Elaine Pagels “sees in gnosticism a ‘powerful alternative to…orthodox Christian tradition,’ an alternative she clearly finds attractive,” a Kirkus Reviews’ critic writes about her book, The Gnostic Gospels. Trouble is, “gnostic tenets were repressed by mainstream Christianity because, Pagels claims, they constituted a political threat to the [church] hierarchy.” In The Guardian, the former archbishop of Edinburgh, Richard Holloway concurs: “…scholars like Pagels are beginning to regret that the victory was so overwhelming and one-sided.”
It’s no wonder the church fathers were troubled: Gnostics, “In surprisingly modern fashion”—back to the Kirkus critique—”cultivated a religion that stressed personal enlightenment over corporate belonging.” Writer John Pistelli observes: the gnostic vision, “with its emphasis on individual spiritual experience, as against all hierarchies and establishments,” has “perennial appeal—if only to artists, mystics, and other anti-social types.”

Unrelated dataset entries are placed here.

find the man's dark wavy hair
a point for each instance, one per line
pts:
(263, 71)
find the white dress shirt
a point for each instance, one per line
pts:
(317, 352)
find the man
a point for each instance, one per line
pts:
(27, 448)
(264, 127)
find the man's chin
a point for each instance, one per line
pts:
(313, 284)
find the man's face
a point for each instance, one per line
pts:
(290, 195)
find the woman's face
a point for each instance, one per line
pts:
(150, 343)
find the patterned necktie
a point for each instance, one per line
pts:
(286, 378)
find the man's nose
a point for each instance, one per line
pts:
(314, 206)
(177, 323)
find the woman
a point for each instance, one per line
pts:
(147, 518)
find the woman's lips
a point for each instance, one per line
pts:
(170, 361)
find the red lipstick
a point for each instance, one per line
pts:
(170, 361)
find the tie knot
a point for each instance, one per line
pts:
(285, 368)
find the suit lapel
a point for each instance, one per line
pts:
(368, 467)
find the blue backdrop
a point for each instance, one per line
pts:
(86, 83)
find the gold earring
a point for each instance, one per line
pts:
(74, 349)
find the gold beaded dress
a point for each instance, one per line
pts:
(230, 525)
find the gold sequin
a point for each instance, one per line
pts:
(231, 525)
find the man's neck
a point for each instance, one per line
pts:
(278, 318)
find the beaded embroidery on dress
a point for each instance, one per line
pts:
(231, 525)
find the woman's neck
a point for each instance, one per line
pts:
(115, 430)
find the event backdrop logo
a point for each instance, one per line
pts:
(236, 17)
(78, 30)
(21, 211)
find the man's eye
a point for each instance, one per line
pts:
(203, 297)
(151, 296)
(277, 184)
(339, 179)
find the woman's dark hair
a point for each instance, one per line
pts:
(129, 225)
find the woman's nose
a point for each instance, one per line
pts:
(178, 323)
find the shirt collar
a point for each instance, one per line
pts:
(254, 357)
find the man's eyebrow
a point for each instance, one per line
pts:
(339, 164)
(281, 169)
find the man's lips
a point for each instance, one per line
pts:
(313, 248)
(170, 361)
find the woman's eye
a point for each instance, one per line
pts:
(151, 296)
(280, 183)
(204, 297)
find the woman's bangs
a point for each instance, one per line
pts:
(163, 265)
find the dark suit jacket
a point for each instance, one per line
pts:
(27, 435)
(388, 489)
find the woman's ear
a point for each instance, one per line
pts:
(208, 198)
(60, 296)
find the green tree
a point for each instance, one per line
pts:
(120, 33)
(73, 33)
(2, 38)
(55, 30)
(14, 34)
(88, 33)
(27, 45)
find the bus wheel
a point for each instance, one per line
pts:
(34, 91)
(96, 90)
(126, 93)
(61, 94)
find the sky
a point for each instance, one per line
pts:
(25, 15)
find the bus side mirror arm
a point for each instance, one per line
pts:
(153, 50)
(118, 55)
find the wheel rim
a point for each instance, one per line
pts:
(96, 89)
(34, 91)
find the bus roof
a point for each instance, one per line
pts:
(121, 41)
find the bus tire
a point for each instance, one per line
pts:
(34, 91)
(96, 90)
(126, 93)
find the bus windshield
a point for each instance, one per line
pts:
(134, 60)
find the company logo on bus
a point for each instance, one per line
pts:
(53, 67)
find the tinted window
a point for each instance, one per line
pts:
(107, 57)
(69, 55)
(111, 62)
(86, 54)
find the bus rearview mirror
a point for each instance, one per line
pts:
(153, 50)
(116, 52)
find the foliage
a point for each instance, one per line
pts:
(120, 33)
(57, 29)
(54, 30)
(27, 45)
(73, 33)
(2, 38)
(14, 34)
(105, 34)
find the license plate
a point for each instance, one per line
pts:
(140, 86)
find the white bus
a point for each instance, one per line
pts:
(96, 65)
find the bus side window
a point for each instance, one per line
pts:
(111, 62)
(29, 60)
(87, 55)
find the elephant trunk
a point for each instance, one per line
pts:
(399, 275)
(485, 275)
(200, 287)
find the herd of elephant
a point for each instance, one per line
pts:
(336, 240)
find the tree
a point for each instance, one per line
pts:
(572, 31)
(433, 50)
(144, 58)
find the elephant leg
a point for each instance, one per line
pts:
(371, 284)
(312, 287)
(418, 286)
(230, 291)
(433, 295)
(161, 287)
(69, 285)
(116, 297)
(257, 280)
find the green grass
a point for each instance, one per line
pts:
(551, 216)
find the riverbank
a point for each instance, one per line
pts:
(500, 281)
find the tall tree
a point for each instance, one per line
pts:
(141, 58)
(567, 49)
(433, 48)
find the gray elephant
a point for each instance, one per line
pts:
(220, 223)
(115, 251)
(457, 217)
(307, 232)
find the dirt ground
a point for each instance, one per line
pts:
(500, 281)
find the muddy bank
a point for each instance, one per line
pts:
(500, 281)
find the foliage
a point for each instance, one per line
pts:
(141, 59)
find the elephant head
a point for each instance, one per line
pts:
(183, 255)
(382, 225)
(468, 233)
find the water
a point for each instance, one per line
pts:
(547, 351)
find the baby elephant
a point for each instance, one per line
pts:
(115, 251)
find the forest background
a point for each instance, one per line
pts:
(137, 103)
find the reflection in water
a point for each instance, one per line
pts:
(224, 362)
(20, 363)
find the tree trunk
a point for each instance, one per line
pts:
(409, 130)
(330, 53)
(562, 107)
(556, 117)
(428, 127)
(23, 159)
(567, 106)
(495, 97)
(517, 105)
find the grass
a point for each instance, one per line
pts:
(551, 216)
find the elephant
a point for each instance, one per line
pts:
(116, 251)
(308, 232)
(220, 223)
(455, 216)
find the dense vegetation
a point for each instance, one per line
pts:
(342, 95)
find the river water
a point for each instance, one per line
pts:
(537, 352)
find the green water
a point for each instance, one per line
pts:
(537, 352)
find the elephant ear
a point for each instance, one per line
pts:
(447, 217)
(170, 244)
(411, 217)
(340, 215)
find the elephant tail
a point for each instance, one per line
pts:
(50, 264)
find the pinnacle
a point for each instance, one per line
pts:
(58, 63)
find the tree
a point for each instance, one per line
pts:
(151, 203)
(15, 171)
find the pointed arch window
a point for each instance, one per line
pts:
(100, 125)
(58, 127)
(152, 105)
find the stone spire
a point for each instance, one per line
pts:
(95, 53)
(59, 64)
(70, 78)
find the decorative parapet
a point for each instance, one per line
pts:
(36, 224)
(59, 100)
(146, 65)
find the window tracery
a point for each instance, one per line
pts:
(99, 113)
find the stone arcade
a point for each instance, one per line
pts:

A trove of early-Christian writings were discovered at Nag Hammadi in Egypt in 1945, and, once available for study, Pagels latched on to them. A professor of religion at Princeton University, she “made the translation and interpretation of these texts her life’s work,” Holloway explains. Oh, and the Modern Library chose her book as “one of the 100 best books of the 20th century.”